You’re hopeless, she told herself. Then, with tired resolution, she jerked the blankets up to her chin and once again came to terms with the baffling fact that that was then and this was now. And despite the bizarrely coincidental It Happened One Night situation she found herself in, things would return to normal in the morning. All she had to do now was close her eyes and let sleep take her under, enfold her in blissful oblivion.
Exhausted as she was, however, her brain remained busy, chewing and fretting, gnawing at a single thought.
Jaxon Locke was in Mustang Creek.
While she was in New York and he was in Idaho, she’d managed to ignore his existence. Mostly.

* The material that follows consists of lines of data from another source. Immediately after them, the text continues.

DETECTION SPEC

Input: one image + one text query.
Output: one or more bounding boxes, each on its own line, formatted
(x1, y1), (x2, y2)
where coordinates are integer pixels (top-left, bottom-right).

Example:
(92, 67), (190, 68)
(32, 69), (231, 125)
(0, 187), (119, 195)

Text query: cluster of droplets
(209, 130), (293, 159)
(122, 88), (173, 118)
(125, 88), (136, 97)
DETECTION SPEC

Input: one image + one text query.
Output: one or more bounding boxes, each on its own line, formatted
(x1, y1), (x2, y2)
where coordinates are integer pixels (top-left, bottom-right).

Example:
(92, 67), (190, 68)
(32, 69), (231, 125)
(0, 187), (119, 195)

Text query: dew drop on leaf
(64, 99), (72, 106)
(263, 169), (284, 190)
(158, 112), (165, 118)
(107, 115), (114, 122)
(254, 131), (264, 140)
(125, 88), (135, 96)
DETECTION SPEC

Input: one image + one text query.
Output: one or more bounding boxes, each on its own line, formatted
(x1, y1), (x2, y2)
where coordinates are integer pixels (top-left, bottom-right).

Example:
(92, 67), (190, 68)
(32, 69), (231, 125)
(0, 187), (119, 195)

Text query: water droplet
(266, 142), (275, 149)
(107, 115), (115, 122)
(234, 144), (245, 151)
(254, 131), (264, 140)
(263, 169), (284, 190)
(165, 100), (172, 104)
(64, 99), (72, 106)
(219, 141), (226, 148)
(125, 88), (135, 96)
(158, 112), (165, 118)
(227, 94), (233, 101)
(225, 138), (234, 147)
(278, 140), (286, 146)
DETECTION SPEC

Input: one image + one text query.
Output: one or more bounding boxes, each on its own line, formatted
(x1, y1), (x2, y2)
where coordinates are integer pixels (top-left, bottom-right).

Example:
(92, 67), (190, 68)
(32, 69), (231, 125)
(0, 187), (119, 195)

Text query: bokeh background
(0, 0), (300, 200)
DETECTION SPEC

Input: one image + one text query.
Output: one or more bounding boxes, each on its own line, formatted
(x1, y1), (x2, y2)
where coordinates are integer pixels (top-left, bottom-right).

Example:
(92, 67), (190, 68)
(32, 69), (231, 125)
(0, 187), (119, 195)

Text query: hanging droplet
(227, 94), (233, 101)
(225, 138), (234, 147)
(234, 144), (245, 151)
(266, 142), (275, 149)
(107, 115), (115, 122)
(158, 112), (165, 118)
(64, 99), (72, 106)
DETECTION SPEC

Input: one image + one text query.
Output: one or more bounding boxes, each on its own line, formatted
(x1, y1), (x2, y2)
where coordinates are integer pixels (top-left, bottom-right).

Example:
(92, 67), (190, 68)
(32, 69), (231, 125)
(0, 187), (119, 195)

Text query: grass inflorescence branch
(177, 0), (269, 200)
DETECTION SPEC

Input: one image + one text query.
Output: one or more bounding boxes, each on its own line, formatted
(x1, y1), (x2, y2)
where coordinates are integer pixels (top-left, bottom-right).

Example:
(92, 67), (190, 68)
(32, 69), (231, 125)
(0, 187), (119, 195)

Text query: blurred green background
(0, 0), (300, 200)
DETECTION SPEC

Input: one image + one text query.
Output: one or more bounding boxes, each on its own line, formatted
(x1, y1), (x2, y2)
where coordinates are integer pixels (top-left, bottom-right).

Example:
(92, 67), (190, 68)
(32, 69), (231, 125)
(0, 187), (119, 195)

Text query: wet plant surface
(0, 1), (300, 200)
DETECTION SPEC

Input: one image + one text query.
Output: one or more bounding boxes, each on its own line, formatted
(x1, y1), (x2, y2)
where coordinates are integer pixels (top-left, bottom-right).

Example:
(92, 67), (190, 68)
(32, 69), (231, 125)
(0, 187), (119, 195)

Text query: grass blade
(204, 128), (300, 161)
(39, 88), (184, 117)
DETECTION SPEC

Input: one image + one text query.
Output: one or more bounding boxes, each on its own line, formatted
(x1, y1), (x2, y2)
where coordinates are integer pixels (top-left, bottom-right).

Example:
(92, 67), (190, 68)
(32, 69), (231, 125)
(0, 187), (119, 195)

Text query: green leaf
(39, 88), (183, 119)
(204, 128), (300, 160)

She’d gotten on with her life, learned to live, even thrive, without him.
Mostly.
Now, all of a sudden, she was sharing a hotel room with him in a tiny Wyoming town.
Where was the logic?
And how was she supposed to survive this?
Simple question.
But no answers in sight, simple or otherwise.
She squeezed her eyes shut, determined to lose herself in sleep.
But she was still awake when Jax emerged from the bathroom long minutes later; through her lashes, she noted that he was naked, except for the towel wrapped around his lean waist. He seemed to know she was awake, although she was pretending she’d already drifted off.
“Listen to that wind,” he said. “Sounds like a pack of hungry wolves. It’s brutal out there.”
She gave up on the sleeping-beauty act. He’d always been able to read her energy in some mysterious way, and fooling him was usually too much work. “Nice of you to share the room.” There. She’d said something civil. Even cordial.
But distant, as well. She certainly didn’t want to send the wrong message.
No way was she going to sleep with him.
Not that he seemed to expect it.
The problem was that a part of her wanted to leap from her bed to his—talk about sending messages—to open her arms to him, brazen as could be, and abandon herself to his lovemaking, to him. To the singular combination of them.
Even after all this time, and all the deliberate forgetting, her body remembered.
They’d certainly never had any problems in bed. Their troubles had stemmed from other things, like his old-fashioned attitudes. He hadn’t wanted a professional woman who could go toe-to-toe with some of the most intimidating people in the advertising world. Some of the bitterness flooded back, sobering and hurtful. No, as far as she could tell, Jax had wanted a carpooling, cookie-baking wife and mother for his children, someone who loved small-town life to the exclusion of all else. Or, at any rate, to the exclusion of any other kind of place. Someone who sewed gingham curtains for the kitchen windows and taught Sunday school and fussed over her flower beds.
All right, maybe he hadn’t mentioned those things specifically, but they went with the territory, didn’t they?
To Jax’s credit, he’d never pretended to like New York City as much as she did. For him, it was a mere stopping place along the way to someplace else, third base in some metaphoric baseball game. Next stop, home plate.
Translation: wide-open spaces, pickup trucks, mixed-breed dogs.
The country.
Well, at least he’d been honest. That was more than she could say for a lot of the guys she’d dated, before and after him.
He’d been considerate, polite, intelligent...and sexy.
Very, very sexy.
Once again, Charlotte was stricken with quiet astonishment. One moment she’d been firmly planted in a reality she knew and understood. The next...
Well, the next moment Jax was here. She still didn’t quite believe it.
“Of course I’d share the room,” he said.
Charlotte was confused. Share the room?
Oh, yes. She’d thanked him earlier, and now he was responding.
Keep up, she chided herself silently.
It occurred to her then that Jax’s voice had sounded a little too gruff. Maybe he’d picked up on her thoughts. Maybe he was going to drop that towel any second now.
She flipped over onto her side, facing away from him.
“Thanks,” she murmured. For some reason, her throat seemed to swell, and her eyes burned.
“You’re welcome.” He hadn’t moved. She would’ve known it, felt it, if he had. And his voice was still low, still hoarse. “I really want you, by the way.”
There went that honesty of his, kicking in at exactly the wrong moment.